Is Virgin’s New Card Agreement A Great Idea Or A Risky Inducement?

Experian

The recent announcement that Virgin is offering a zero percent credit card has once more brought to our attention the circumstances of our finances.

So what is it offering? Well depending on which choice you select it provides you 0% on balance transfers for as much as 14 months and as much as 12 months on any purchases. It certainly appears attractive but is it a viable opportunity. 12 months is a long time and the idea of not paying out interest for that duration of time is without doubt attractive. If we’ve got a lot of Credit Card Debt distributed over quite a few cards, then transferring them to one card as a kind of Debt Consolidation would surely be an idea.

One factor we really need to keep in mind is that while there is no interest over the term, there is a fee incurred of 2.98 per cent of any balances which have been transferred. Using this Debt Consolidation method we are better equipped to manage our finances. We undoubtedly have more obtainable finances to pay off that outstanding debt as a result of the lack of interest being charged.
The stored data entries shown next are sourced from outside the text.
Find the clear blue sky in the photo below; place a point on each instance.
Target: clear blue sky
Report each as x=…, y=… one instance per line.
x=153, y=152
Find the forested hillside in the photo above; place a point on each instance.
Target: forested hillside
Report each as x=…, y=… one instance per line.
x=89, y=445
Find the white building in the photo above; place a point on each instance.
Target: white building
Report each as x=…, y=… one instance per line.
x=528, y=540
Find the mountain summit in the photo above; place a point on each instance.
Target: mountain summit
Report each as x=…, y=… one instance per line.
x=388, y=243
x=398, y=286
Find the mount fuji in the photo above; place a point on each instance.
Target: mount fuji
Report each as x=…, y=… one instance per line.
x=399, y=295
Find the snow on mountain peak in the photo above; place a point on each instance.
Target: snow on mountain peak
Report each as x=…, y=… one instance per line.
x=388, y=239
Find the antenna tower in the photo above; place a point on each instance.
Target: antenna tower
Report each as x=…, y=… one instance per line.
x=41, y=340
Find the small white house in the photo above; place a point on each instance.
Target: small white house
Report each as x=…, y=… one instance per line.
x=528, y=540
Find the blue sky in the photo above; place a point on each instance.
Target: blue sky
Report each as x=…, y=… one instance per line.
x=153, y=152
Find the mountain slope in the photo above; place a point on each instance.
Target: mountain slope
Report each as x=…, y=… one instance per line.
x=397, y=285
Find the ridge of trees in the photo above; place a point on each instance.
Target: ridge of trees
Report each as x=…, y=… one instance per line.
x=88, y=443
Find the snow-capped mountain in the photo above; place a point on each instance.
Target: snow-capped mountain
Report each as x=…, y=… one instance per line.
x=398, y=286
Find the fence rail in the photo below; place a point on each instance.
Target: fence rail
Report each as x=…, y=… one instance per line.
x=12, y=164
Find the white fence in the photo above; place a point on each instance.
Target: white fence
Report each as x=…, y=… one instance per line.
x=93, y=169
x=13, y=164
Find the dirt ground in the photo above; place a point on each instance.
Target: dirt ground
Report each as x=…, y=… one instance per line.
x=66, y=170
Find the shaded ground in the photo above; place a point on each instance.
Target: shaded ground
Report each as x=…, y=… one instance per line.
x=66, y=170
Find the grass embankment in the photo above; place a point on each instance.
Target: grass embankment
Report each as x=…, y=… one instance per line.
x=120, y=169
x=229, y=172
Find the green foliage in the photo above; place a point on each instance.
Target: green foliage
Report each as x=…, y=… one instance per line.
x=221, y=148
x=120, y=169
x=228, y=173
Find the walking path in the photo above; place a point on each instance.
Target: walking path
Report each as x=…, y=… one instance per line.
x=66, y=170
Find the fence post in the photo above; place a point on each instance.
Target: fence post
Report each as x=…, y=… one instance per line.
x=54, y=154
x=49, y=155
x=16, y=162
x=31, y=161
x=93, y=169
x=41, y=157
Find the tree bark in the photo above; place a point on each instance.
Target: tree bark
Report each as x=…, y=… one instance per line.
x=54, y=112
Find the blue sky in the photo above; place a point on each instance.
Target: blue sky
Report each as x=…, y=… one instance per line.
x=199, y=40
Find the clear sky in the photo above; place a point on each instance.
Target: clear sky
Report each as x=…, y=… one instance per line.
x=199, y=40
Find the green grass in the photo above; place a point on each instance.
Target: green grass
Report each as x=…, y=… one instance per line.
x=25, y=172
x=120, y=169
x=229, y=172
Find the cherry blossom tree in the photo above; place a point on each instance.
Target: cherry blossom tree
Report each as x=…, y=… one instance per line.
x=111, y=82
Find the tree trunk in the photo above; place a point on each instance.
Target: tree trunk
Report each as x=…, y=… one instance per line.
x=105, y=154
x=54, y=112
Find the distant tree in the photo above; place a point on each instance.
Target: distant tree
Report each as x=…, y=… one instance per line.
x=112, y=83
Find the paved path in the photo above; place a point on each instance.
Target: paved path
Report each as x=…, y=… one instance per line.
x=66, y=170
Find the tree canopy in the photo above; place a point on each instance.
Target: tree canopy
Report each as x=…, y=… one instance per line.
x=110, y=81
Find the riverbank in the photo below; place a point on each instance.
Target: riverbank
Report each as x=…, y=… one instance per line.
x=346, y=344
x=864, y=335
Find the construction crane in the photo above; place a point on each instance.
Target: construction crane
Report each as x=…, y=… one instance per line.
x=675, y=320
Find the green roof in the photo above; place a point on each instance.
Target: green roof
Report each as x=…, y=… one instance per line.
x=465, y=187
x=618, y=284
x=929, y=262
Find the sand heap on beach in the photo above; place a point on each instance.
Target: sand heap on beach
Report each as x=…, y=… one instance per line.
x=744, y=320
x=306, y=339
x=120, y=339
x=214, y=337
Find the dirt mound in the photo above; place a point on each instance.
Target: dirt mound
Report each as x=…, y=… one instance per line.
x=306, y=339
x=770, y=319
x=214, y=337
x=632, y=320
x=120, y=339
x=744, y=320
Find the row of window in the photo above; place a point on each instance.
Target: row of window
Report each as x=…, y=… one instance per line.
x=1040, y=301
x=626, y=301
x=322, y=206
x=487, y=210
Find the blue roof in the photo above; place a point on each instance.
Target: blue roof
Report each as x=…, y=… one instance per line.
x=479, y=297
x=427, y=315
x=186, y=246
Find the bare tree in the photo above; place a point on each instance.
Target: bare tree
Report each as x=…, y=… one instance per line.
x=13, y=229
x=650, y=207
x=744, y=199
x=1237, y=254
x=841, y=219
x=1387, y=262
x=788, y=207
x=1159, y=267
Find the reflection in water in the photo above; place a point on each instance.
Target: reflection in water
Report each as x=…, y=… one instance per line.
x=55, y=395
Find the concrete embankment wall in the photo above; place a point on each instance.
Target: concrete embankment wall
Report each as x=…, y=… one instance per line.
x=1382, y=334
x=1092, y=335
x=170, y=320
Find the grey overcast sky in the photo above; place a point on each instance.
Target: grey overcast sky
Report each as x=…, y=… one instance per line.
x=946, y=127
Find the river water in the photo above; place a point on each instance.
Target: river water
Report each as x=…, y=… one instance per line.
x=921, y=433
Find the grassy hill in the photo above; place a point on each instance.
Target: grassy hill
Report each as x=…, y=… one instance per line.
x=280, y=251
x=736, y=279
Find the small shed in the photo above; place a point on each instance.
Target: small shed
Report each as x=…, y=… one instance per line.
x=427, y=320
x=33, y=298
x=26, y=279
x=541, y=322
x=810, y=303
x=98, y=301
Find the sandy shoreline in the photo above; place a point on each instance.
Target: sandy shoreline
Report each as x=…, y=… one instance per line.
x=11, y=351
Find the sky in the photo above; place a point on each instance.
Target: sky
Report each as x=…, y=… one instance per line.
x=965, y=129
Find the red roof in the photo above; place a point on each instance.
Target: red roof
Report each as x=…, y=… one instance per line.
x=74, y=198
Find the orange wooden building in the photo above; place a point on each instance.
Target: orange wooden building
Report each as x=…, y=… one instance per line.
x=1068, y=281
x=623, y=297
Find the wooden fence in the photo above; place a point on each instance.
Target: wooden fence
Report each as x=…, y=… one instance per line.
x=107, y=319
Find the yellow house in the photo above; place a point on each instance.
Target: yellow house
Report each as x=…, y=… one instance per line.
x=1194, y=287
For example let’s say there is a £3,500 balance to transfer. It means we save £661 that will have been added as interest over the 12 months. This surely appears like a great Debt Management strategy does it not?
Without a doubt it provides us a bit of breathing space to get ourselves back on an even keel.

In spite of this caution needs to be exercised as like any good deal there is always a catch. If we don’t pay off that transferred balance in the 12 to 14 months then interest shall be charged. With the deal offered by Virgin the yearly rate is a monstrous 21.9% on that balance, along with any purchases we have made along the way will then be charged at 18.9 per cent.

So if we especially want it to work to our benefit then it is vital we budget to pay that off before interest starts adding to it. there is certainly another draw back to this great deal. Though it will undoubtedly make us feel our Credit Card Debt is improving, we could fall into the trap of spending further, feeling secure with the guarantee that we need not have to pay interest on any of it.
Not only have we spent funds that may possibly have been paying off that transferred balance but twelve months down the line we might find ourselves with more debt plus additional interest than before on the initial one.

We then need to scrimp and scrape or look at new 0% deals to transfer to. Not a great Debt Management technique in the long run. Wouldn’t it be far better to get shot of it whilst we have this decent deal, or by the very least minimise it to the level our finances will allow?
So it is a great deal but only if we are wise and won’t let inducement to tempt us in the moment we have an off day. Just consider how thrilling it will be to find yourself in twelve months time either debt free or that much nearer than you could have been.